Nicht so beim sechsten, einem viel größeren Fahrzeug mit etwa 600 Passagieren an Bord, darunter gewaltbereite Türken und Araber. Die Israelis begriffen einfach nicht, womit sie es wirklich zu tun hatten. Da sie schon nicht das Überraschungsmoment auf ihrer Seite hatten, hätten sie besser auf eine erdrückende Übermacht und oder ein Täuschungsmanöver gesetzt. Oder sie hätten Tränengas einsetzen sollen, bevor sie das Schiff enterten. Doch statt dessen drückten sie ihren Seesoldaten Paintball-Waffen in die Hände und ließen sie einen nach dem anderen von einem Hubschrauber herab. Kaum an Deck, wurden diese jedoch angegriffen und beinahe totgeschlagen. Bei dem Versuch, das „Gefecht“ zu beenden, töten die Kommandosoldaten neun Menschen und verwundeten einige weitere. Sie selbst hatten sechs Verwundete zu beklagen.

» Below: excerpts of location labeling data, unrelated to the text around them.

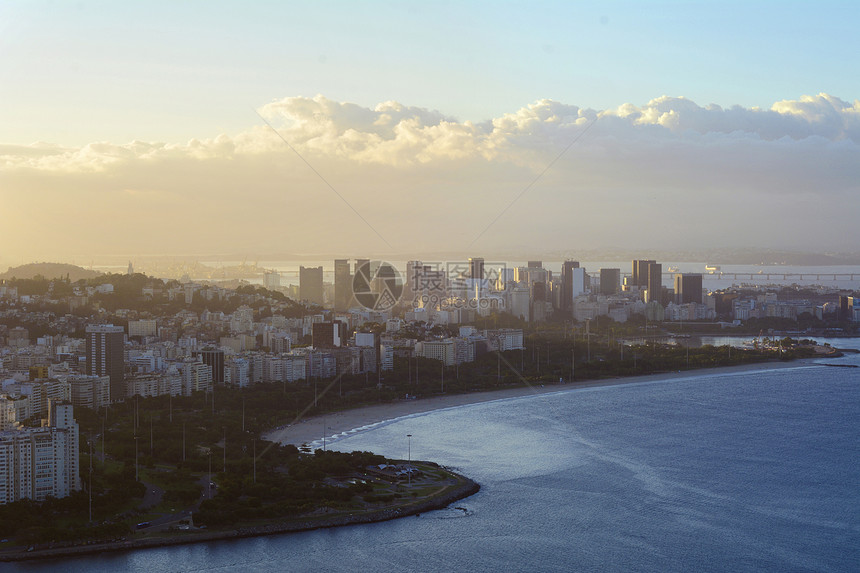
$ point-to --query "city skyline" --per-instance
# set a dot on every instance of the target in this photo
(466, 128)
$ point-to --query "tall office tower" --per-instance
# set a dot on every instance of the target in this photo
(610, 281)
(272, 280)
(413, 279)
(342, 285)
(328, 334)
(688, 288)
(567, 284)
(654, 281)
(476, 268)
(310, 285)
(105, 357)
(640, 272)
(214, 358)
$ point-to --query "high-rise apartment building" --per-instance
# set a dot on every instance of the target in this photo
(654, 281)
(214, 358)
(105, 356)
(610, 281)
(310, 285)
(567, 284)
(640, 272)
(688, 288)
(342, 285)
(476, 268)
(37, 463)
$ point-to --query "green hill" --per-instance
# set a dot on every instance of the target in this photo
(49, 271)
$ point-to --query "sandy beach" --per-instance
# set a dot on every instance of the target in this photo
(310, 431)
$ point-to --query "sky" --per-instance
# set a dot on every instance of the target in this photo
(380, 128)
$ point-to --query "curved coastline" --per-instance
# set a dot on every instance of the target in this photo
(349, 422)
(339, 425)
(464, 489)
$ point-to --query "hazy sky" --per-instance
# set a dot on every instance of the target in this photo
(132, 127)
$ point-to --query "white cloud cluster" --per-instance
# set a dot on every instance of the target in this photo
(757, 174)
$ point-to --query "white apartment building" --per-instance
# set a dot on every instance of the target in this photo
(39, 462)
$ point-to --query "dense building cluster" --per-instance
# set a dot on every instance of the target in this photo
(368, 316)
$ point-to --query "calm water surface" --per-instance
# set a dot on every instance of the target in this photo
(742, 472)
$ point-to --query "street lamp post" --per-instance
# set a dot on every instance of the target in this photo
(409, 457)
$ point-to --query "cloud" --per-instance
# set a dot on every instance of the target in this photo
(644, 174)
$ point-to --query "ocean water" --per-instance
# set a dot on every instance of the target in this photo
(713, 472)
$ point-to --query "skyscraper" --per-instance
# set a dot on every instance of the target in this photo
(567, 288)
(310, 285)
(214, 358)
(476, 268)
(342, 285)
(688, 288)
(105, 356)
(610, 281)
(640, 272)
(654, 281)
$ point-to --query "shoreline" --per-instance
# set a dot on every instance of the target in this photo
(348, 422)
(337, 425)
(465, 488)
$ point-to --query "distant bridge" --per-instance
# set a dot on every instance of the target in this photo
(783, 276)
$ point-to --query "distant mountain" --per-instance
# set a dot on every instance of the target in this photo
(49, 271)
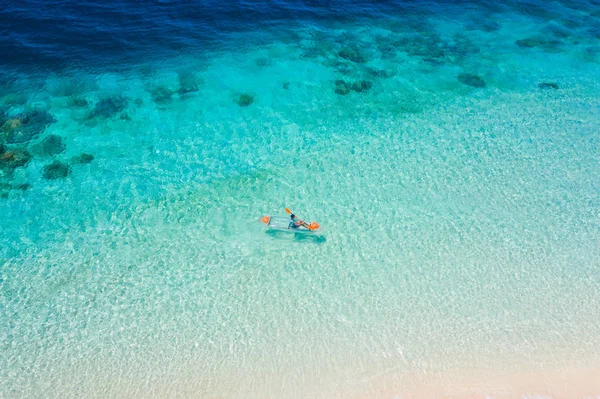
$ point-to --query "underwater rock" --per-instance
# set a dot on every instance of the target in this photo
(471, 80)
(79, 102)
(108, 107)
(352, 55)
(245, 100)
(433, 61)
(379, 73)
(56, 170)
(361, 86)
(429, 45)
(528, 43)
(341, 87)
(162, 95)
(188, 82)
(27, 127)
(549, 45)
(261, 61)
(83, 158)
(548, 85)
(15, 158)
(52, 145)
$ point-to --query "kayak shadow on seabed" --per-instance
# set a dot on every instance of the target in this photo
(299, 237)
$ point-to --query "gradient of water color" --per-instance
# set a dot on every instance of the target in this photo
(449, 150)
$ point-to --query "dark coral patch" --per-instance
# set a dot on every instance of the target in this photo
(56, 170)
(245, 100)
(82, 159)
(341, 87)
(361, 86)
(109, 107)
(27, 127)
(471, 80)
(52, 145)
(15, 158)
(548, 85)
(162, 95)
(352, 54)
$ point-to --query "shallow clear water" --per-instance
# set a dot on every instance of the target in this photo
(460, 219)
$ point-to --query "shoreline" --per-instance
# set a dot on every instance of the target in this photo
(581, 382)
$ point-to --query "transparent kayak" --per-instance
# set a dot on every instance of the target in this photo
(285, 223)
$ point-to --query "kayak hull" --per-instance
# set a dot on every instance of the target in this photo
(284, 223)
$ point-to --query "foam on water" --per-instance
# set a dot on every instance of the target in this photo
(461, 224)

Was aus diesem Zwischenfall letztlich folgt, bleibt abzuwarten. Sicher ist allerdings, daß die israelische Einheit den Einsatz vermasselt hat. „Das ist schlimmer als ein Verbrechen, das ist ein Fehler“, wie einst der Diplomat Talleyrand zu Napoleon gesagt haben soll. Alles weitere wird die Zukunft zeigen. Vielleicht wird die Aktion die Israelis auch dazu bringen, nachzudenken, ob sie die Gaza-Blockade wirklich aufrechterhalten wollen, und falls ja, zu welchem Preis. Vielleicht werden die Organisatoren der nächsten „Solidaritätsflotte“ es sich nun zweimal überlegen, ob sie wieder zu Gewalt greifen – und tatsächlich, sie haben schon erklärt, das zu tun. Währenddessen kritisiert die ganze Welt Israel. Aber daran sind die Juden schließlich seit langem gewöhnt.     

 

Prof. Dr. Martin van Creveld ist israelischer Militärhistoriker. Sein jüngstes Buch „Gesichter des Krieges“ (Siedler) erschien 2009. In der JF 39/06 schrieb den Beitrag „Lektion gelernt“ über den Ausgang des Libanonkrieges 2006.